Citing unnamed Afghan and Western officials in Kabul, the newspaper said Iran had been using its influence to help drive a wedge between the Afghans and their US and NATO allies.
The payments, which officials say total millions of dollars, go into a secret fund that Daudzai and Karzai have used to pay Afghan lawmakers, tribal elders and even Taliban commanders to secure their loyalty, the report said.
"It's basically a presidential slush fund," one Western official is quoted by the paper as saying. "Daudzai's mission is to advance Iranian interests."
Daudzai and Karzai have both declined to respond to written questions about their relationship with Iran, The Times said, adding that an aide to Daudzai had dismissed the allegations as "rubbish."
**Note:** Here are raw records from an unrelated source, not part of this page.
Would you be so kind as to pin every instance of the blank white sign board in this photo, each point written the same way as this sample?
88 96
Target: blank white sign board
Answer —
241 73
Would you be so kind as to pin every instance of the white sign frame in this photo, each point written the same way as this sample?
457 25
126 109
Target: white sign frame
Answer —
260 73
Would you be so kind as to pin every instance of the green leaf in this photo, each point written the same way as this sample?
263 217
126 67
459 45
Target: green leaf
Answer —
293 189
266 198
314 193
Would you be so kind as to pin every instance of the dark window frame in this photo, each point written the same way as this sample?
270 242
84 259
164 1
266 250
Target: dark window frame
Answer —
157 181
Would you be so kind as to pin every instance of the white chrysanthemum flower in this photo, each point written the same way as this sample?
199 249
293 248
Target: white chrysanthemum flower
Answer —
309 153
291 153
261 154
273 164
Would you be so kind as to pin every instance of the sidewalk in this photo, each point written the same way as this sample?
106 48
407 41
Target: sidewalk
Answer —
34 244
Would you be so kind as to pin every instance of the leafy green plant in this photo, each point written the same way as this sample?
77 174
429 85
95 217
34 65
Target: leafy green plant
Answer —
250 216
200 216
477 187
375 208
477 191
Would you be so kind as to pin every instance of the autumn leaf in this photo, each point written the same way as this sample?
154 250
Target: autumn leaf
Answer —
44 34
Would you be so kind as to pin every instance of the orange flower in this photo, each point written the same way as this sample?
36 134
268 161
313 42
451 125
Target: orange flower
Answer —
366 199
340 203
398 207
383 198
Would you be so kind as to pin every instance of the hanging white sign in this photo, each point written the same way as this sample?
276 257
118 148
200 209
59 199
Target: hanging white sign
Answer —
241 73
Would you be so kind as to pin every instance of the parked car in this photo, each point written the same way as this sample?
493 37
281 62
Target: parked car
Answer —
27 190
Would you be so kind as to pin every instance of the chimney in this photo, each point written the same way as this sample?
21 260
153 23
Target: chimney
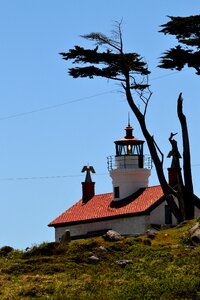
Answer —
88 190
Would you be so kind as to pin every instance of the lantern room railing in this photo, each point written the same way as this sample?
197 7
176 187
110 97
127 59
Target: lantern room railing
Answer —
124 161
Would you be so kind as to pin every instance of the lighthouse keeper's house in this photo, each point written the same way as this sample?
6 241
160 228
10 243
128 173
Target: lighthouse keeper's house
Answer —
130 209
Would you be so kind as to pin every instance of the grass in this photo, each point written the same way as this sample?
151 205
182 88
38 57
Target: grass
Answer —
166 267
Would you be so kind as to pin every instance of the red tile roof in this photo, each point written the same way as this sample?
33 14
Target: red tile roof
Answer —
101 206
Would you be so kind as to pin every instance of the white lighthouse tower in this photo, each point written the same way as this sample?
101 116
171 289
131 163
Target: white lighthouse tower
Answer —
127 168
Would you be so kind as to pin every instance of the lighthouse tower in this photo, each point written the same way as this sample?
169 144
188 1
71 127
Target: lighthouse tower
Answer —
127 168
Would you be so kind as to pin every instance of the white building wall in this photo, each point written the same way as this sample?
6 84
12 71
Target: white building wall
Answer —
157 216
125 226
129 180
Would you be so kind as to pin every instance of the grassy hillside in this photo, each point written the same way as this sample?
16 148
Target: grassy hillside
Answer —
166 267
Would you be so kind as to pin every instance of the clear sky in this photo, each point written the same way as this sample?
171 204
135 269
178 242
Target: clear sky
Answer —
51 125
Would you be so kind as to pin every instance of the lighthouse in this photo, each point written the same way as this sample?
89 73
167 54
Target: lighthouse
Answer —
128 169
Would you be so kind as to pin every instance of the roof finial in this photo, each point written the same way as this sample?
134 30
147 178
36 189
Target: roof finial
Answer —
129 119
88 169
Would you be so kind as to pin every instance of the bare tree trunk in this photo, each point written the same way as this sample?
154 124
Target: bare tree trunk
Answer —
167 190
189 193
180 188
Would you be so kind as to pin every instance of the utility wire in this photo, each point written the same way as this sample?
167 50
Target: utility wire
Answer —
54 106
71 101
45 177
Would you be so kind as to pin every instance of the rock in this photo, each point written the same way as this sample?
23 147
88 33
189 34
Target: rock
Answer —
66 237
195 238
182 224
193 229
123 262
147 242
103 249
112 236
93 259
150 234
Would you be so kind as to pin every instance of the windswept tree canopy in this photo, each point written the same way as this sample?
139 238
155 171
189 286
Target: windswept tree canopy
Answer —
187 52
109 60
111 63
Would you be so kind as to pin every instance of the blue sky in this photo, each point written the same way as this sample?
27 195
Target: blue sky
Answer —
51 125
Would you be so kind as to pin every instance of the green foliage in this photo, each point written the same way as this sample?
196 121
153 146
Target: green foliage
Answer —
186 30
166 269
112 63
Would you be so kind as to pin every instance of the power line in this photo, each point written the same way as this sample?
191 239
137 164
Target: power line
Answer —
54 106
45 177
70 102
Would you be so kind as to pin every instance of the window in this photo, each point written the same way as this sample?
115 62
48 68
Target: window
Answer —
168 215
116 192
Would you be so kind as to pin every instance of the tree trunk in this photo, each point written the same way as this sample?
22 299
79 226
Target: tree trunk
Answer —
189 193
167 190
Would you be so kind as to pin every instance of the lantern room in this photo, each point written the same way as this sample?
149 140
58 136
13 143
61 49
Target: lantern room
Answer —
130 149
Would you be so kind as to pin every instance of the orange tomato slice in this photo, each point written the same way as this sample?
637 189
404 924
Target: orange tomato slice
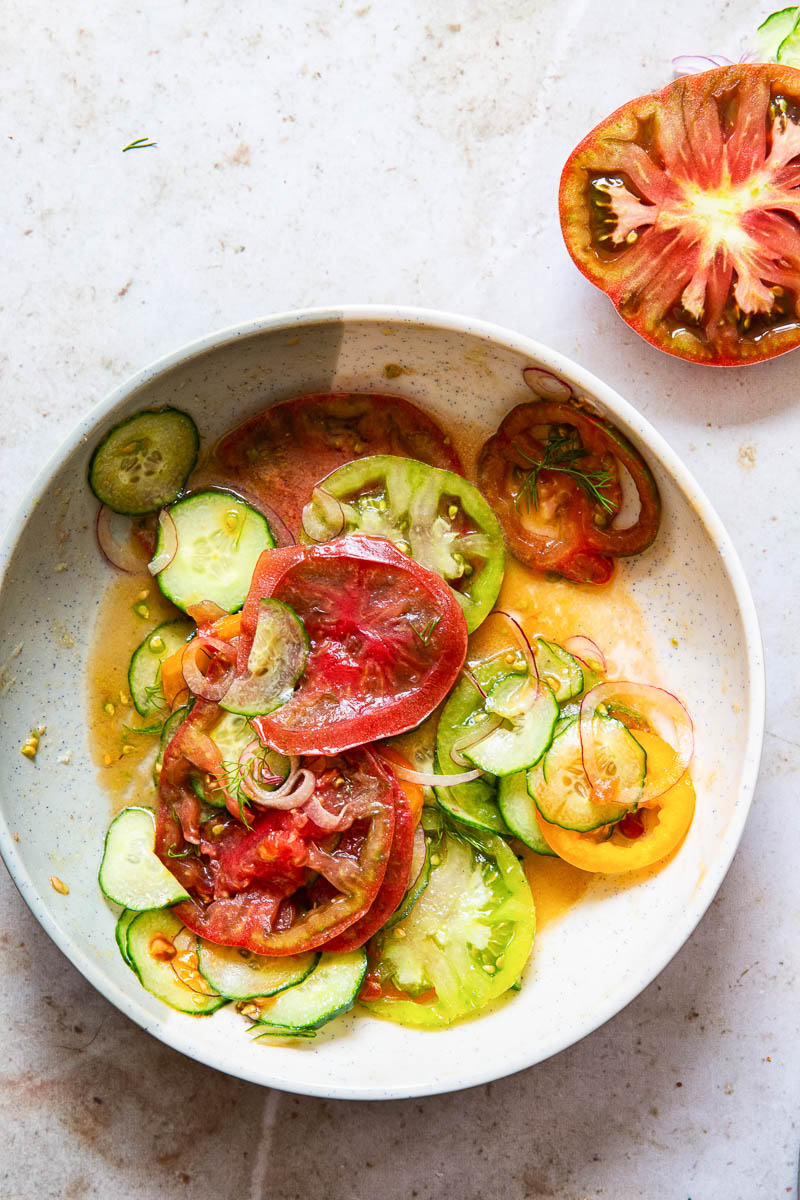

Feda Hussein Maliki, the Iranian ambassador in Kabul, also declined to answer questions, the paper pointed out. But a spokesman for Maliki called the allegations "devilish gossip by the West and foreign media."
The Times cites unnamed officials as saying that the Iranian payments are intended to secure the allegiance of Daudzai, a former ambassador to Iran who consistently advocates an anti-Western line to Karzai and briefs Karzai every morning.
Last August, when President Karzai wrapped up an official visit to Iran, Maliki brought to the presidential plane a large plastic bag filled with wads of euro bills and handed it to Daudzai, according to the report.
"This is the Iranian money," the paper quotes an Afghan official as saying. "Many of us noticed this."